New South Wales awaited him – a life of servitude, if he was lucky…if the damp chill in the cell didn’t infest his lungs; if the blisters from the shackle on his ankle didn’t fester and herald in fever; if the ship he’d been waiting for over the last several weeks wasn’t lost in a storm en route to his fate.  A penal colony in a faraway land of unknown dangers and struggles was his penalty for his crime.

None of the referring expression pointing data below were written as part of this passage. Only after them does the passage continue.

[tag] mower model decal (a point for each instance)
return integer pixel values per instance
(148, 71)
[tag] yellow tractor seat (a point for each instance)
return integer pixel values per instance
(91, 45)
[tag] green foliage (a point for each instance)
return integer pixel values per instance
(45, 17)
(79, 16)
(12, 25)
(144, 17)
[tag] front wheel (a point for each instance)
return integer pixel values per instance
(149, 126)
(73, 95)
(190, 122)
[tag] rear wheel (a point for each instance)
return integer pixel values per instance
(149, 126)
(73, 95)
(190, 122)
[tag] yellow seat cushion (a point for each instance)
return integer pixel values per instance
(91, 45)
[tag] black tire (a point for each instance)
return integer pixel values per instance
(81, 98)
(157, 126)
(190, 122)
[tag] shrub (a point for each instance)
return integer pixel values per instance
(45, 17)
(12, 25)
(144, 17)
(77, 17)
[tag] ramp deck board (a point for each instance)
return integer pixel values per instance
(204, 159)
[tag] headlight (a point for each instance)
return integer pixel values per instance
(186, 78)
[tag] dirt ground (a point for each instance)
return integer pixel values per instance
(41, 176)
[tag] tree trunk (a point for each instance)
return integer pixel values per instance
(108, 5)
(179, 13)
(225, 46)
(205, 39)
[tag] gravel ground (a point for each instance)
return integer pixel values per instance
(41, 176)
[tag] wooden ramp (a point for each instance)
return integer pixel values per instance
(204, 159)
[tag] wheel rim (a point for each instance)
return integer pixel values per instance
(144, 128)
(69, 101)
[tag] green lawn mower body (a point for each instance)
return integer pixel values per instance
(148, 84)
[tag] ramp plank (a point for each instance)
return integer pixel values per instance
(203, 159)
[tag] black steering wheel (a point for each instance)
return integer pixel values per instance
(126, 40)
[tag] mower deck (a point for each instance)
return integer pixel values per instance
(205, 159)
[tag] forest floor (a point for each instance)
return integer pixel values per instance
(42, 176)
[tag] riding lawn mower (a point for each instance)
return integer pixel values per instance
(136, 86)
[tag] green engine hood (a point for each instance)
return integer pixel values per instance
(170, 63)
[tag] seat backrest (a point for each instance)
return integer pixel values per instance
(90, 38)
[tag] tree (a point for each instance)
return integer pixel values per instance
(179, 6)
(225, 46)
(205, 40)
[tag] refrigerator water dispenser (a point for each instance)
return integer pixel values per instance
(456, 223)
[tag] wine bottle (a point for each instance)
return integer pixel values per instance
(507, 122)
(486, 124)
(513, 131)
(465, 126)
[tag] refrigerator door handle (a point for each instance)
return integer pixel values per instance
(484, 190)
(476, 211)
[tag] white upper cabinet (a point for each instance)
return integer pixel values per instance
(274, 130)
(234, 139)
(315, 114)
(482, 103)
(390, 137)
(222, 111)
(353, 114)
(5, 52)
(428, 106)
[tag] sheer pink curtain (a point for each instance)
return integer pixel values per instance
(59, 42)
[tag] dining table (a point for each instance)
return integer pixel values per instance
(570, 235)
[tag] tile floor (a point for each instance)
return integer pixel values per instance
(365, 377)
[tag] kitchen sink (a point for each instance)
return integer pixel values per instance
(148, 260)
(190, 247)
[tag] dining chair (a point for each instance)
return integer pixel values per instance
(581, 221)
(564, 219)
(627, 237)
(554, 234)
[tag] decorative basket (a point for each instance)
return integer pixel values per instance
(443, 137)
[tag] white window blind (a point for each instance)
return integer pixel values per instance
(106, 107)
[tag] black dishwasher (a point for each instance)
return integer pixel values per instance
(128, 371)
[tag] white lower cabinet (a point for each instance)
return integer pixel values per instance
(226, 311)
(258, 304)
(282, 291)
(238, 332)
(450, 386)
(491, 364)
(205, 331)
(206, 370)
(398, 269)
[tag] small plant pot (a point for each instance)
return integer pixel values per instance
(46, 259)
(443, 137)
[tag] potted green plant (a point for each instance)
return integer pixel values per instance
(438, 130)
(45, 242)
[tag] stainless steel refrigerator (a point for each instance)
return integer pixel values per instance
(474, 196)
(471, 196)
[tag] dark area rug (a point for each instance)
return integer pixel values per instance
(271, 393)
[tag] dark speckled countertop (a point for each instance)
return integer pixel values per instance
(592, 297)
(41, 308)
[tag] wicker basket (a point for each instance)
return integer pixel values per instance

He knew it was futile to bemoan his fate too greatly.  He’d learned long ago that God did not hear his wretched pleas for mercy, so why would He hear him now, entombed as he was in the bowels of the jailhouse?  He’d long been forsaken.  He was being punished for choosing theft over starvation.  He was already in Hell, just waiting for the fire and brimstone to engulf him.

 

He slid back across the cramped expanse of floor until his skull met the moist limestone of the wall.  Something skittered past his foot in a scramble of fur and nails.  He closed his eyes, though it was no darker than the cell had been.

Sobs echoed through the dungeon as someone allowed reality to push him ever closer to madness.

 

He began counting his heartbeats again.